Showing 2 changed files with 22 additions and 20 deletions.
diff --git a/...rc/main/java/org/elasticsearch/xpack/esql/optimizer/rules/logical/CombineProjections.java b/...rc/main/java/org/elasticsearch/xpack/esql/optimizer/rules/logical/CombineProjections.java
@@ -22,6 +22,7 @@
 import org.elasticsearch.xpack.esql.plan.logical.UnaryPlan;
 
 import java.util.ArrayList;
+import java.util.LinkedHashSet;
 import java.util.List;
 
 public final class CombineProjections extends OptimizerRules.OptimizerRule<UnaryPlan> {
@@ -144,30 +145,31 @@ private static List<Expression> combineUpperGroupingsAndLowerProjections(
         List<? extends NamedExpression> upperGroupings,
         List<? extends NamedExpression> lowerProjections
     ) {
+        assert upperGroupings.size() <= 1
+            || upperGroupings.stream().anyMatch(group -> group.anyMatch(expr -> expr instanceof Categorize)) == false
+            : "CombineProjections only tested with a single CATEGORIZE with no additional groups";
         // Collect the alias map for resolving the source (f1 = 1, f2 = f1, etc..)
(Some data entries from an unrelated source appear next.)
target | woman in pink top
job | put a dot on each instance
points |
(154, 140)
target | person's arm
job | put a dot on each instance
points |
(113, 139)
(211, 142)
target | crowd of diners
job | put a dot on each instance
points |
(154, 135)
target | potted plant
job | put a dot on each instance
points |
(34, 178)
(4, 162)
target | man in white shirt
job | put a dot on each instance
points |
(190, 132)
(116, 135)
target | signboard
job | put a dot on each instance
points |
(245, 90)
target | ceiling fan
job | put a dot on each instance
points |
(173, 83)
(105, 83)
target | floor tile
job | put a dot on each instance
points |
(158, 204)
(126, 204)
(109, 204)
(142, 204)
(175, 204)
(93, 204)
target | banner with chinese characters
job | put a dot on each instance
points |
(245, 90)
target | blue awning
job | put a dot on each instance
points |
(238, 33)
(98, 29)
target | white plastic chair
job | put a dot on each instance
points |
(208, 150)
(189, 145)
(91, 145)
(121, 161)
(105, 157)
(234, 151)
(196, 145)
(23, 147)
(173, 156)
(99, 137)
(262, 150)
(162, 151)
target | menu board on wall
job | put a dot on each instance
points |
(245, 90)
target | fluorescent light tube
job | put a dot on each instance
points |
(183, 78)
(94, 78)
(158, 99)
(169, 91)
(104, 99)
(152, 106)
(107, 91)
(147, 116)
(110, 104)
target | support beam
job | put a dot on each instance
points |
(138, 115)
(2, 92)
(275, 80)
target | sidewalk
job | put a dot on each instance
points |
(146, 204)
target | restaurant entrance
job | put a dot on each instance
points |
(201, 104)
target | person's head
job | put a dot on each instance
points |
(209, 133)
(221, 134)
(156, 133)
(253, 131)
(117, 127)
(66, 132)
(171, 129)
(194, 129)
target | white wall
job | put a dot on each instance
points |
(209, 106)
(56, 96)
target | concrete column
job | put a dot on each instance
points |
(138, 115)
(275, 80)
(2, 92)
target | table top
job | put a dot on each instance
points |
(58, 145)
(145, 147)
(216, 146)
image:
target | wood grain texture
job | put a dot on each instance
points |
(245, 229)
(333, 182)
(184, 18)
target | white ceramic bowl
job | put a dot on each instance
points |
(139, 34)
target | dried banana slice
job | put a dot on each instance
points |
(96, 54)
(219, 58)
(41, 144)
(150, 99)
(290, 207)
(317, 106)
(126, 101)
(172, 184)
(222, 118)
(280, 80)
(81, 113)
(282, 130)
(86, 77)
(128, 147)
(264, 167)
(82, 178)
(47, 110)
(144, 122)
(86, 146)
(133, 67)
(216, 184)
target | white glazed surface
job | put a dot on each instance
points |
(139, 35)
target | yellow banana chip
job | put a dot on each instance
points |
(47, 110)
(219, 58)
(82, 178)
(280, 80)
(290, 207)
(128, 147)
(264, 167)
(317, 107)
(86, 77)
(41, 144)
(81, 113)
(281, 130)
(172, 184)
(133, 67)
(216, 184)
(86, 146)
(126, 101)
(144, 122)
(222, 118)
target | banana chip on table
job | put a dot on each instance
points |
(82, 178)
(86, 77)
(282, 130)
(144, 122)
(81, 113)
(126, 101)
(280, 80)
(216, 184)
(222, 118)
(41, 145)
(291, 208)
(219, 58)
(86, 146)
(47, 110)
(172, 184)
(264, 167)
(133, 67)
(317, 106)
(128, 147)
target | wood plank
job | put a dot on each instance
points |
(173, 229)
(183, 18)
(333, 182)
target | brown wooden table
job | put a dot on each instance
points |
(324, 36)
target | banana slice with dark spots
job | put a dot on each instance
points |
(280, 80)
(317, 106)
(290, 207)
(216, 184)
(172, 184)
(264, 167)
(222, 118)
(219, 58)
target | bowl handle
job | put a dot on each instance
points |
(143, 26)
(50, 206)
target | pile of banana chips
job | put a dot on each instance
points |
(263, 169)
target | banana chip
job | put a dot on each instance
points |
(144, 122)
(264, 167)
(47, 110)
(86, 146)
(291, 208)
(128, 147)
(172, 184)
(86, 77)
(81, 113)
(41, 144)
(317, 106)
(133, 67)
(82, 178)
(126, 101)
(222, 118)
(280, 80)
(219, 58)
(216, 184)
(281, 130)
-        AttributeMap<Expression> aliases = new AttributeMap<>();
+        AttributeMap<Attribute> aliases = new AttributeMap<>();
         for (NamedExpression ne : lowerProjections) {
-            // record the alias
-            aliases.put(ne.toAttribute(), Alias.unwrap(ne));
+            // Record the aliases.
+            // Projections are just aliases for attributes, so casting is safe.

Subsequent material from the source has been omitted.